これだけ読めばOK!「益子焼」の歴史・特徴・楽しみ方完全ガイド

日常の食卓に、温もりと力強さを。

栃木県益子町で作られる「益子焼(ましこやき)」は、江戸時代末期の開窯以来、多くの人々の暮らしに寄り添い続けてきた日本を代表する陶器です。

その最大の魅力は、ぽってりとした厚みのある形と、手に取ったときに伝わる土の優しさ。
かつては水瓶やすり鉢といった「実用的な生活道具」の産地でしたが、大正から昭和にかけて人間国宝・濱田庄司がこの地を拠点としたことで、実用性と美しさを兼ね備えた「民藝(みんげい)」の代名詞へと進化を遂げました。

現在では、伝統を受け継ぐ重厚な作品から、若手作家によるカフェ風のモダンなデザインまで、約250もの窯元が多様な個性を競い合っています。

この記事では、濱田庄司が惚れ込んだ益子の土の秘密から、食卓を豊かにする器の選び方、そして街全体が熱狂に包まれる「益子陶器市」の攻略法までを徹底解説。

気取らず、飾らず、それでいて使うほどに愛着がわく。
そんな「暮らしの相棒」としての益子焼の魅力を、余すことなくお届けします。

目次

歴史と特徴

1. 江戸から「民藝」へ:2つの大きな転換点

益子焼の歩みには、その性格を形作った重要な2つの時代があります。

  • 始まりは「江戸の台所」:嘉永6年(1853年)、大塚啓三郎が笠間で修行を積み、益子に窯を築いたのが始まりです。

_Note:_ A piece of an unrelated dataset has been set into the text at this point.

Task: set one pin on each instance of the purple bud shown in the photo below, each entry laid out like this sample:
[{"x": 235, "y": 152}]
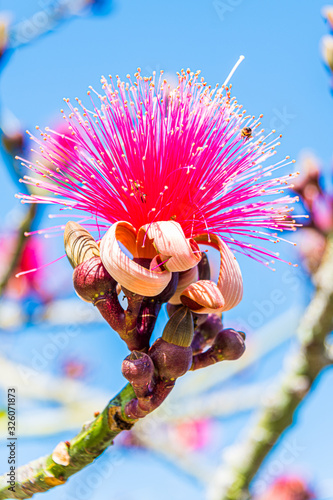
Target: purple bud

当初は江戸(東京)に近い利点を活かし、火鉢やすり鉢、土瓶といった、装飾よりも機能性を重視した「日用の道具」を大量に生産していました。
  • 「民藝」の聖地へ:1924年、陶芸界の巨匠・濱田庄司が移住したことで、益子焼の運命は劇的に変わります。「名もなき職人が作る、実用的な雑器にこそ真の美がある」という民藝運動の拠点となり、ただの道具だった益子焼は、芸術的な価値を持つ「用の美」の象徴へと昇華されました。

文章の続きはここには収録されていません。